The problem with fat shaming is that it is widespread, and the bullying and negative comments about weight begin early and continue even among adults:
Rebecca Puhl, the deputy director of the University of Connecticut’s Rudd Center for Food Policy and Obesity, and her colleagues find that weight is the most common reason children are bullied in school. In one study, nearly 85 percent of adolescents reported seeing overweight classmates teased in gym class.

Dr. Puhl and her colleagues asked fat kids who was doing the bullying. It turned out that it was not just friends and classmates but also teachers and — for more than a third of the bullied — parents.

“If these kids are not safe at school or at home, where are they going to be supported?” Dr. Puhl asked.
How can parents - who (hopefully) would reprimand their children for being bullies - also participate in this behavior? The issue, I suspect, comes down to attribution: is the person "to blame" for the condition? Though children may tease others simply for being different, as we grow older, we are taught that difference is not always bad. Further, we learn (again, hopefully) not to judge others who are different for reasons beyond their own control. That is, we shouldn't make fun of someone who has a disease that is not their fault.

The issue with overweight and obesity is that many people do not consider it to be a disease, even if the medical community for the most part does. Instead, they view it as a lifestyle choice, and see no issue with judging others they perceive have made bad choices. It's all about attribution. If I believe a person is overweight or obese because they lack the willpower to eat healthy portions and/or engage in physical activity (that is, I attribute the cause of their condition to their own behavior), what's the issue with denigrating them? Attribution theorists would argue that we engage in this kind of thinking regularly - determining whether someone is at fault for their situation - and that our conclusions impact a variety of behaviors.

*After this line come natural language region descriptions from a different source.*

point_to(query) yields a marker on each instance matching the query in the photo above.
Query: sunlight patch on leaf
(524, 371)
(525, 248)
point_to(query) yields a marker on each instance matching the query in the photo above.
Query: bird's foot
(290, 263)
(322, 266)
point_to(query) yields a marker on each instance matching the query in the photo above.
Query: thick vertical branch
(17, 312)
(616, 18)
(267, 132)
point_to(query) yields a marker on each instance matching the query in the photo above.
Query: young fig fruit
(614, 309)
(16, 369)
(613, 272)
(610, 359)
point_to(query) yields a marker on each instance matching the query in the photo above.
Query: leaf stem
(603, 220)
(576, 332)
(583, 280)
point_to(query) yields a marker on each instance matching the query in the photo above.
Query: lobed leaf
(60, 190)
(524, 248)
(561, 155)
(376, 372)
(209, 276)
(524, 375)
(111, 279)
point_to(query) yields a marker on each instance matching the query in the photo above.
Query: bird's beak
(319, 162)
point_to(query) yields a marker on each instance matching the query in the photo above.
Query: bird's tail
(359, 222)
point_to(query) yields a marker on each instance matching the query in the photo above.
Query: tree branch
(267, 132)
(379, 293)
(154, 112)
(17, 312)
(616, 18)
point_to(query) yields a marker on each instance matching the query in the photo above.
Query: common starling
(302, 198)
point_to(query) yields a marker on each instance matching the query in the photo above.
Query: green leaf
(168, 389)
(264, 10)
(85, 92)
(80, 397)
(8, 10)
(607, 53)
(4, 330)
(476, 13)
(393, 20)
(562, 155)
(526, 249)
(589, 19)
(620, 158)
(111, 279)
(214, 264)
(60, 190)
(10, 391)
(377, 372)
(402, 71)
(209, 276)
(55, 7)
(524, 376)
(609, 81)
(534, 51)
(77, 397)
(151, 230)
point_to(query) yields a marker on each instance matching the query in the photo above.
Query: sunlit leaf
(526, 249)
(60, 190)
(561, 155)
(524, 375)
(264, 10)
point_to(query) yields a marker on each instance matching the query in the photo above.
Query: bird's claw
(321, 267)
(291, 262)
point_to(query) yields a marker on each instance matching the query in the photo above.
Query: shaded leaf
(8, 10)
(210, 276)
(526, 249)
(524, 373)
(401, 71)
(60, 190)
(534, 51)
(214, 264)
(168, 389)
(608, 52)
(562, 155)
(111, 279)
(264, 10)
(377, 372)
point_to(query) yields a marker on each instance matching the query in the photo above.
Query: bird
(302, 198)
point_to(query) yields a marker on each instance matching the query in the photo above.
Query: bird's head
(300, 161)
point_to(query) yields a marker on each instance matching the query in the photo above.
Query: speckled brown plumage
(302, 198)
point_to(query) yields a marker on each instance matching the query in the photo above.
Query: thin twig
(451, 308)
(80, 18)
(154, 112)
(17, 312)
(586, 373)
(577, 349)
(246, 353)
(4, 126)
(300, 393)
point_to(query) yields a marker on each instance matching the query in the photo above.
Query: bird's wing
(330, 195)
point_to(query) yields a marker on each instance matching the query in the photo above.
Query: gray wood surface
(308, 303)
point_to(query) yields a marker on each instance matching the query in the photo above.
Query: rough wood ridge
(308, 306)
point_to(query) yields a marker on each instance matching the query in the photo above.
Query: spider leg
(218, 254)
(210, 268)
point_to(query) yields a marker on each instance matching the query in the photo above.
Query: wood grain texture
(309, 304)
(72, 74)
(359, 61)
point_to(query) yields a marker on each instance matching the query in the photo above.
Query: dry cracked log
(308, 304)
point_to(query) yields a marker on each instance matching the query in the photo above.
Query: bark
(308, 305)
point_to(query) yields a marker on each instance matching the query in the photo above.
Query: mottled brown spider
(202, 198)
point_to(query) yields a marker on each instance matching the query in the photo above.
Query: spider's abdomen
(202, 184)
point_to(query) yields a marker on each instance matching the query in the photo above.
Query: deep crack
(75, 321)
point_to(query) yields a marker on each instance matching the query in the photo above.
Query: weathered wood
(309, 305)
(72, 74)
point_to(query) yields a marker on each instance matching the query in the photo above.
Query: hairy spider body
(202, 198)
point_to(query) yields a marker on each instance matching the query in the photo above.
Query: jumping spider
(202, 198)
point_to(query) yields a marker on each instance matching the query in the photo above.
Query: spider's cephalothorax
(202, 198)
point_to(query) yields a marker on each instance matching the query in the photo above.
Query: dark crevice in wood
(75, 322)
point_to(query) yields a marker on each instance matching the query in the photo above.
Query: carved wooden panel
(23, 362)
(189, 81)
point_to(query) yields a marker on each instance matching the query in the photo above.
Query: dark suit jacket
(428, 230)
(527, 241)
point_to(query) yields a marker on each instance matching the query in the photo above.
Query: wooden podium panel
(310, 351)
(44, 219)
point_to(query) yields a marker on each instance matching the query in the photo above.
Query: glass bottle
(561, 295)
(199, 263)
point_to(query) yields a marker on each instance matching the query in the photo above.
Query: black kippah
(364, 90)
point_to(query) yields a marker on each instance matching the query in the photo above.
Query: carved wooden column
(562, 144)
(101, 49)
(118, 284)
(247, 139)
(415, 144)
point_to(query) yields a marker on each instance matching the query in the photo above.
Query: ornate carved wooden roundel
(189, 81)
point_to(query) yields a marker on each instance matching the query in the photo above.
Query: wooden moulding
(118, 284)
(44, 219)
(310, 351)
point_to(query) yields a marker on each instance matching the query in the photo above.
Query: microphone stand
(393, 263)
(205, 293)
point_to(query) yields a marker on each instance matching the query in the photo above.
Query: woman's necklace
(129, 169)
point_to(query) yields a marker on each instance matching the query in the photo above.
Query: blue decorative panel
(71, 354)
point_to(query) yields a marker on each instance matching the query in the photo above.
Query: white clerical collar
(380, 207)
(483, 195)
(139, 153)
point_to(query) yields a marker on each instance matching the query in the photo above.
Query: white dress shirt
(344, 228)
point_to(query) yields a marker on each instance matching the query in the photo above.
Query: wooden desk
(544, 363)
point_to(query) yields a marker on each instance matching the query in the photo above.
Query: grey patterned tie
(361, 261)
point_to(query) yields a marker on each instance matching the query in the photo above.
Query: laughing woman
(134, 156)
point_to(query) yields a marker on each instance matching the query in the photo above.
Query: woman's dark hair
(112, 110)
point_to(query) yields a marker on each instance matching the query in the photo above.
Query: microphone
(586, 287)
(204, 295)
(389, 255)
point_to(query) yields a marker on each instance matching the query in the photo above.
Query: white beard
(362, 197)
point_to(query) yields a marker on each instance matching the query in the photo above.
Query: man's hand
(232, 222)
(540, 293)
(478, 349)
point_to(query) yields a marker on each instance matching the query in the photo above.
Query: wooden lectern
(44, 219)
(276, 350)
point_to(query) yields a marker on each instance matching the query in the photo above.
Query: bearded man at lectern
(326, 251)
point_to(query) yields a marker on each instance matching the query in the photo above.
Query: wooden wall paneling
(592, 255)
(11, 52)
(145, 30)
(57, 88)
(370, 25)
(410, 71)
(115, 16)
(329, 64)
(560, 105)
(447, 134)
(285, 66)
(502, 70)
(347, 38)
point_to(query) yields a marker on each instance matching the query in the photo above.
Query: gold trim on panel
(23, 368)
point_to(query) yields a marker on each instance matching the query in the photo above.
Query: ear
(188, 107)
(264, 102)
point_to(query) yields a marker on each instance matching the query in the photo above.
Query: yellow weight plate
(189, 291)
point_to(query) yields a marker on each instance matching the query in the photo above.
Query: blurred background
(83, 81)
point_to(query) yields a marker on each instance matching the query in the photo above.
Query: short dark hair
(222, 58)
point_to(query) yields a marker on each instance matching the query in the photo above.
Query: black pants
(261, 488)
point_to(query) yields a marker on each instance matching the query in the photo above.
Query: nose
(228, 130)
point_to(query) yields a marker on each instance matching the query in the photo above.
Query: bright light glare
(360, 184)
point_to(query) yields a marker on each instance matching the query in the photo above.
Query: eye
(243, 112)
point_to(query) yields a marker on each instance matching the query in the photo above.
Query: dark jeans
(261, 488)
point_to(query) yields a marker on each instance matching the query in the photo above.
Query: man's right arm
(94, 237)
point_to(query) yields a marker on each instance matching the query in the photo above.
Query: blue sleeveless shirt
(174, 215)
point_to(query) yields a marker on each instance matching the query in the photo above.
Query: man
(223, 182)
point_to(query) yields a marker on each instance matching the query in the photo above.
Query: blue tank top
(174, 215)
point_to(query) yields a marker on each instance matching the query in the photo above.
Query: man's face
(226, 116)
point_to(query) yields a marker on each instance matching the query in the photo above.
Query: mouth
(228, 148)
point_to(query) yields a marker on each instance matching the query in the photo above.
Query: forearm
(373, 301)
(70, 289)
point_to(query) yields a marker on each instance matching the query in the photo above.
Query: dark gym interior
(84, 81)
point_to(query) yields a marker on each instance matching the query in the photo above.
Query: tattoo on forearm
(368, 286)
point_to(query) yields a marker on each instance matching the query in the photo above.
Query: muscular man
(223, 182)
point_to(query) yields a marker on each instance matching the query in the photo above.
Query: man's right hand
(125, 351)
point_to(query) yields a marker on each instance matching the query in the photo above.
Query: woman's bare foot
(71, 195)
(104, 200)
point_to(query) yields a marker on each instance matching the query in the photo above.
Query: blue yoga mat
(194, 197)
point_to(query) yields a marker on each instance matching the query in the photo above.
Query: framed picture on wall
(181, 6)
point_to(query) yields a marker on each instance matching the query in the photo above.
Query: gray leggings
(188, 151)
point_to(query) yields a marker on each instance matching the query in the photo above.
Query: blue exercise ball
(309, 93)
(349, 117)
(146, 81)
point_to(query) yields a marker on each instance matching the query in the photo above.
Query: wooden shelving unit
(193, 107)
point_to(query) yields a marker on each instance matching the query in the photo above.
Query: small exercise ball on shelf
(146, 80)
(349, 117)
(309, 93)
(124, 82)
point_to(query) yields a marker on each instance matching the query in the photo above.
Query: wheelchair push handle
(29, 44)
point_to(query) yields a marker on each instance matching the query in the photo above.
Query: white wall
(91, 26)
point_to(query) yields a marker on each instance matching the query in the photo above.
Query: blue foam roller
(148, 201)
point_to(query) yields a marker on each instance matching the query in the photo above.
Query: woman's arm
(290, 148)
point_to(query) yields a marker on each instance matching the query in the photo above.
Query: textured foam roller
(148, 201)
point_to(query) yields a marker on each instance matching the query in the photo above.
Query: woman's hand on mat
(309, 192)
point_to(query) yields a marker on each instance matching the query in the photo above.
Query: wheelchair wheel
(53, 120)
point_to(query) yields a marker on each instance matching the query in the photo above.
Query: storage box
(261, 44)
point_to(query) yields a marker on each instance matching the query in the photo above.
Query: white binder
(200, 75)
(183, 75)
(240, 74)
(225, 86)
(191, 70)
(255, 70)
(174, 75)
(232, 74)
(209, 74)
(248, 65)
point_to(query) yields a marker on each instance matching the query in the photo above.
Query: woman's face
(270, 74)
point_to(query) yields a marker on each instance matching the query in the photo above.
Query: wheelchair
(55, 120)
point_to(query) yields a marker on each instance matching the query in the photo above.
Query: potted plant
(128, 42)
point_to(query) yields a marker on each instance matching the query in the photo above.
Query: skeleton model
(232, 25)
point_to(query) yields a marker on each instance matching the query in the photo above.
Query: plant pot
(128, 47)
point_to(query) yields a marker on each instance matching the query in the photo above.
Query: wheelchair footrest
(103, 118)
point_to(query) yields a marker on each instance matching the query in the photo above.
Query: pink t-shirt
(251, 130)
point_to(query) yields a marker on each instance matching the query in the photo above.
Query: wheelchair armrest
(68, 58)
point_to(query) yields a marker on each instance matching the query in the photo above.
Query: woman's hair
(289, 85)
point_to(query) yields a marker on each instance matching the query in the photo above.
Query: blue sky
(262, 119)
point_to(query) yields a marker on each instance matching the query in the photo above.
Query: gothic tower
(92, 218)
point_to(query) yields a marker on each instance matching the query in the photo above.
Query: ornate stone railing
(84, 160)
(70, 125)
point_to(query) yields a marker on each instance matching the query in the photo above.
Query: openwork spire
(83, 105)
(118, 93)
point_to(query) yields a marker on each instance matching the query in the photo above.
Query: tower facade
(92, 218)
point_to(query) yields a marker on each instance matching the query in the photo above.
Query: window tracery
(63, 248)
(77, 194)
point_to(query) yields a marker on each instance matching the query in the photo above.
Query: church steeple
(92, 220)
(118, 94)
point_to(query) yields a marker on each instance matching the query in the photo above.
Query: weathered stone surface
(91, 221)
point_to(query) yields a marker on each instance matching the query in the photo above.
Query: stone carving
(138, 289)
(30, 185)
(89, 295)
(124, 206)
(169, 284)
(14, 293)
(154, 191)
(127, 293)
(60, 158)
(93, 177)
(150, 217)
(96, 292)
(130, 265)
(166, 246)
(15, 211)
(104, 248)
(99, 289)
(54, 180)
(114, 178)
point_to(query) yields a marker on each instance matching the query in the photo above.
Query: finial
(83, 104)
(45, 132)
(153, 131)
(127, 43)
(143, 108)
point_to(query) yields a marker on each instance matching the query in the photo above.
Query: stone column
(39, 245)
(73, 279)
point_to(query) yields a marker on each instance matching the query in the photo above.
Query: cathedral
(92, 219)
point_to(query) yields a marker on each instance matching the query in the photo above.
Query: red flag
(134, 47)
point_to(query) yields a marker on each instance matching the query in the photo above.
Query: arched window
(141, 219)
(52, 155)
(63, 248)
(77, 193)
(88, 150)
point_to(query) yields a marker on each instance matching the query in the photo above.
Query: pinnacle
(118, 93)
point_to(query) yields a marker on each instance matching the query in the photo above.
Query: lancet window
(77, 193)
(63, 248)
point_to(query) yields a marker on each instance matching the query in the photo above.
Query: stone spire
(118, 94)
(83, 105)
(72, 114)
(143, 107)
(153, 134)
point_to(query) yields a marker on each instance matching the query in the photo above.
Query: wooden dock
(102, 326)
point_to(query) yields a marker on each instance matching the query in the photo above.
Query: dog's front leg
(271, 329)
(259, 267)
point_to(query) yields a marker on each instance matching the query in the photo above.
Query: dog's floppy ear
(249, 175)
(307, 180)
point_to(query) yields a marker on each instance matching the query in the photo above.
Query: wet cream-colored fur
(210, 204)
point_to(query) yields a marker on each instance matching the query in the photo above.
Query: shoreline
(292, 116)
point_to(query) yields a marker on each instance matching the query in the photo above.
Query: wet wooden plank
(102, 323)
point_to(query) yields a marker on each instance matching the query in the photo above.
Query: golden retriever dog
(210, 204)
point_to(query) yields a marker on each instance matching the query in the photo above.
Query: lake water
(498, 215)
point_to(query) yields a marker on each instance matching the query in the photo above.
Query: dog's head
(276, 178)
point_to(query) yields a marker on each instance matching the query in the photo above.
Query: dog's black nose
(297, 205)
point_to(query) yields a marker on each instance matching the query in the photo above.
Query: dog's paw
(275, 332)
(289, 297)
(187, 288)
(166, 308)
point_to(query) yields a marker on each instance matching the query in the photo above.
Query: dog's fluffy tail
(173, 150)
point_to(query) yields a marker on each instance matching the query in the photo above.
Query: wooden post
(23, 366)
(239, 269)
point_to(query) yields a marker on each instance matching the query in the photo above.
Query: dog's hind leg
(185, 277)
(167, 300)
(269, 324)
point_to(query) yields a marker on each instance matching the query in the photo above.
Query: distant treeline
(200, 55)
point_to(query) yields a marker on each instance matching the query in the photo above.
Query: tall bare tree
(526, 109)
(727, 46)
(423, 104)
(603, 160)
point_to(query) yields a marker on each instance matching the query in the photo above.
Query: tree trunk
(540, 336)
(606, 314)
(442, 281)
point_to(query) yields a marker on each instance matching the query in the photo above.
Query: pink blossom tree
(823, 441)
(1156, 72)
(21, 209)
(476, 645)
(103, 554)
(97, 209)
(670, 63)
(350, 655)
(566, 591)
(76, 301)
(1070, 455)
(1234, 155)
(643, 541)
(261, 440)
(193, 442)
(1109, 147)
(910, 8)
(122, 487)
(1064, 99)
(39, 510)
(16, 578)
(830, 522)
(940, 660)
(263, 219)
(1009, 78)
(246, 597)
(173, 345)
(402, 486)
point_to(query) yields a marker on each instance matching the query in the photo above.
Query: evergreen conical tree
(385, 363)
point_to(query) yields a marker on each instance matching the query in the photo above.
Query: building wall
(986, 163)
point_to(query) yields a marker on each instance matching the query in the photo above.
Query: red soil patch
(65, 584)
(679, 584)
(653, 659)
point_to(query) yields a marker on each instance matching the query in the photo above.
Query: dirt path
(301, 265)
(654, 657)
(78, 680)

Errors in attribution lead a variety of negative behaviors, like blaming the victim. There's an additional level here, though, in that people perceive the shaming and bullying as potentially helpful to the individual being shamed. That is, they think it will help motivate the individual to change:
“There tends to be this public perception that maybe fat shaming is O.K. because it will provide motivation to lose weight,” Dr. Puhl said. Instead, she adds, “it is very harmful to health.”
Research suggests that even people who overweight or obese (which amounts to about two-thirds of the general population) share many of these same beliefs. And of course, when we judge our own behavior, we all think of things we should be doing differently to be more healthy. I know I should exercise more, eat healthier, and drink less beer. Would making these changes help me lose weight? Probably, but then there's more to it that. In fact, anyone who has made these lifestyle changes knows (myself included) it is still very difficult to lose weight and even more difficult to maintain weight loss. For many years, I was 20-25 pounds overweight, and despite trying everything I could, was not able to lose much. What finally worked was a complete accident - I was prescribed a medication for a different purpose that had a side effect of weight loss. But as with other treatments for overweight and obesity, like bypass surgery, it's perceived by many to be "cheating." I didn't work to lose that weight.

What we need to do is to change perceptions about overweight and obesity. If the key is attribution, that's where we need to focus our efforts.